3.6western blot detection of Wnt5a effects on BMSCs-related migration factor

Next, we use western blot to detect the protein expression changes of the migration related factors MMP9, PAK1 of BMSCs after over-expression or knockdown of Wnt5a. The results showed that in CON BMSCs, after overexpression of Wnt5a, the expression of migration related factors MMP9, PAK1 protein was decreased, whereas in DKD environment-cultured BMSCs, after knock-down of Wnt5a, the expression of migration related factors MMP9, PAK1 was increased (fig. 15). The above results suggest that Wnt5a, which is highly expressed in DKD, inhibits the ability of BMSCs to migrate.

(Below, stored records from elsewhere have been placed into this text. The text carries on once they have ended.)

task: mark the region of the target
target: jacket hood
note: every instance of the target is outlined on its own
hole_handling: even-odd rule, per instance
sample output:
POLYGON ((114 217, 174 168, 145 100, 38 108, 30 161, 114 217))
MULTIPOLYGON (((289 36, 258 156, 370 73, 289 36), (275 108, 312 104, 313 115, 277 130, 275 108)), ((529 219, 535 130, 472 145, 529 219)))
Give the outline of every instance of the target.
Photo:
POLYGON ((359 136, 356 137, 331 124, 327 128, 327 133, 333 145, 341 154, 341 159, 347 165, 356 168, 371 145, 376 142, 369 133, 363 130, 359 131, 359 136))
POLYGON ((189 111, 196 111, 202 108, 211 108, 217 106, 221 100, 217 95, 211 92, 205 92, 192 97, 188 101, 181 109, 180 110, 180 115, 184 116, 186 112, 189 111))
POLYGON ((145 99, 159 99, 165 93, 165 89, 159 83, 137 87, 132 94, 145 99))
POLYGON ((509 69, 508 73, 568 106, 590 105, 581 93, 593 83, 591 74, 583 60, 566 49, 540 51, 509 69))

3.7miR-148a-5p regulates BMSCs related migration factors through Wnt5 a/beta-catenin, the interaction between miR-148a-5p and Wnt5a exists, and protein expression changes of BMSCs migration related factors MMP9 and PAK1 are detected through western blot. The results show that miR-148a-5 pininhibitor reduces MMP9 and PAK1 expression in CON BMSCs, but siWnt5a can reverse the effect; also in the DKD context, BMSCs overexpressing Wnt5a reversed the regulation of migration related factors MMP9, PAK1 protein expression by miR-148a-5p micrometers (FIG. 16). The results suggest that miR-148a-5p regulates migration of BMSCs through Wnt5 a/beta-catenin in DKD.

Conclusion 4

And verifying that miR-148a-5p can target and regulate Wnt5a through bioinformatics prediction, double-luciferase experiments and qRT-PCR. In DKD BMSCs, the expression trend of Wnt5a and miR-148a-5p is opposite and abnormally increased. Further, a Transwell cell migration experiment, a scratch experiment and a western blot experiment show that Wnt5a inhibits the migration of BMSCs. The migration factor after co-transfection of miR-148a-5p and Wnt5a is detected by Western Blot, and the effect of the Wnt5a on the migration factor can be reversed by miR-148a-5 p. Namely, miR-148a-5p regulates the migration of BMSCs in DKD by targeting Wnt5 a-mediated Wnt signaling pathway.

Claims

Application of miR-148a-5p expression promoter in preparation of medicine for preventing and treating diabetic nephropathy.
2. Use according to claim 1, characterized in that: the miR-148a-5p expression promoter is miR-148a-5pmimics.
Application of miR-148a-5p as target in screening of drugs for preventing and treating diabetic nephropathy.
4. Use according to claim 3, characterized in that: the medicament promotes the expression of miR-148a-5 p.
5. Use according to claim 1 or 3, characterized in that: the sequence of miR-148a-5p is shown in SEQ ID NO. 9.
6. Use according to claim 1 or 3, characterized in that: increased miR-148a-5p expression promotes homing of BMSCs.
7. Use according to claim 6, characterized in that: the increase of miR-148a-5p expression up-regulates the expression of DKBMIMS migration related factors PAK1 and MMP 9.
8. Use according to claim 6, characterized in that: miR-148a-5p regulates the migration of BMSCs in DKD by targeting Wnt5 a-mediated Wnt signaling pathway, and miR-148a-5p plays a role in negative regulation of Wnt5a.
9. Use according to claim 6, characterized in that: miR-148a-5p acts on DKBMIMS through a Wnt/beta-catenin classical signaling pathway mediated by a target gene Wnt5a.